Ray Dalio, the founder of Bridgewater Associates, has expressed concerns that the risks to U.S. Treasurys are higher than what Moody’s recent credit rating downgrade suggests. Dalio argues that the possibility of the federal government printing money to pay its debt could lead to a devaluation of the dollar and significant losses for bondholders. “You should know that credit ratings understate credit risks because they only rate the risk of the government not paying its debt,” Dalio said.
“They don’t include the greater risk that countries in debt will print money to pay their debts, thereby causing holders of the bonds to suffer losses from the decreased value of the money they’re getting.”

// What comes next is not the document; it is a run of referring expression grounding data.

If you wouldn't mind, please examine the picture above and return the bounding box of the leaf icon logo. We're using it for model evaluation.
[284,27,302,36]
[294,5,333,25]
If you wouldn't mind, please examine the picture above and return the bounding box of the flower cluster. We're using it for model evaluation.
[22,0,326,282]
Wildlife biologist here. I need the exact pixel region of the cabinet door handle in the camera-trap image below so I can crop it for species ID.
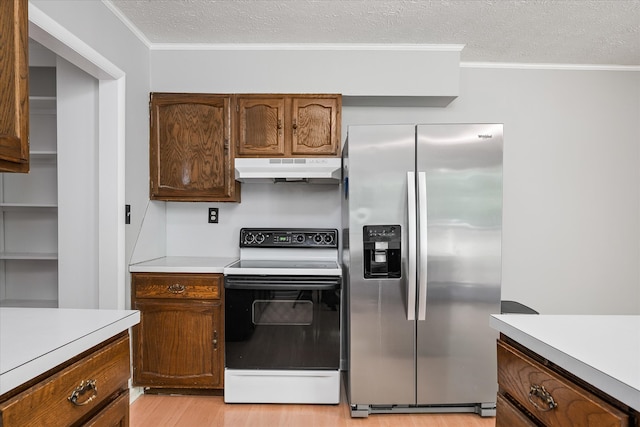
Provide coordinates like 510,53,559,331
67,380,98,406
167,283,186,294
529,384,558,412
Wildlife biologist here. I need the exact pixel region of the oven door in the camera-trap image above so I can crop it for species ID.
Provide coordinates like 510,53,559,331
225,275,341,370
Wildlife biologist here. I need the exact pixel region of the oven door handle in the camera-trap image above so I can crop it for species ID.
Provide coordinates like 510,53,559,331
224,276,340,291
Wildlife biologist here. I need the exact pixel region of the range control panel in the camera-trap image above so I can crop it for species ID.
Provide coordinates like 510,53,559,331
240,228,338,248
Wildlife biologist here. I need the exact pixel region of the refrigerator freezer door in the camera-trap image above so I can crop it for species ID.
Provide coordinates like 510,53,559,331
343,125,415,405
417,124,502,405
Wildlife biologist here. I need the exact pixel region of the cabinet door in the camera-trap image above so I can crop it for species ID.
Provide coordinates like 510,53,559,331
84,390,129,427
237,96,286,157
0,0,29,173
150,93,240,201
133,299,224,388
291,96,342,156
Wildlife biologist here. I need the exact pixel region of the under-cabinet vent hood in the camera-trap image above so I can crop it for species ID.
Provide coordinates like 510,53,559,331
235,157,342,184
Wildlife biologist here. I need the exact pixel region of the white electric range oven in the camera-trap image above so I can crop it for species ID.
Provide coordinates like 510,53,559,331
224,228,342,404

Moody’s downgraded the U.S. credit rating by one notch to Aa1 from Aaa on Friday, citing the growing budget deficit and soaring interest payments on the federal debt. This move followed similar downgrades by the other two major credit agencies. The downgrade led to a sharp increase in yields, with the 30-year Treasury bond yield spiking to 4.995% and the 10-year note yield climbing to 4.521%.
Dalio’s critique on credit risks
“In simple terms, for those who care about the value of their money, the risks for U.S. government debt are greater than the rating agencies are conveying,” Dalio emphasized. Bridgewater’s assets under management dropped 18% in 2024 to approximately $92 billion, down from a peak of $150 billion in 2021.
Dalio’s warning comes amid growing concerns about the U.S. government’s fiscal trajectory and the potential impact on financial markets. Investors are closely monitoring developments in Washington and the Federal Reserve’s response to the evolving economic landscape. As the debate over the risks to U.S. Treasurys continues, market participants will be watching for any further signs of volatility or shifts in investor sentiment.
The implications of Dalio’s assessment and the recent credit rating downgrades could have far-reaching consequences for the global financial system.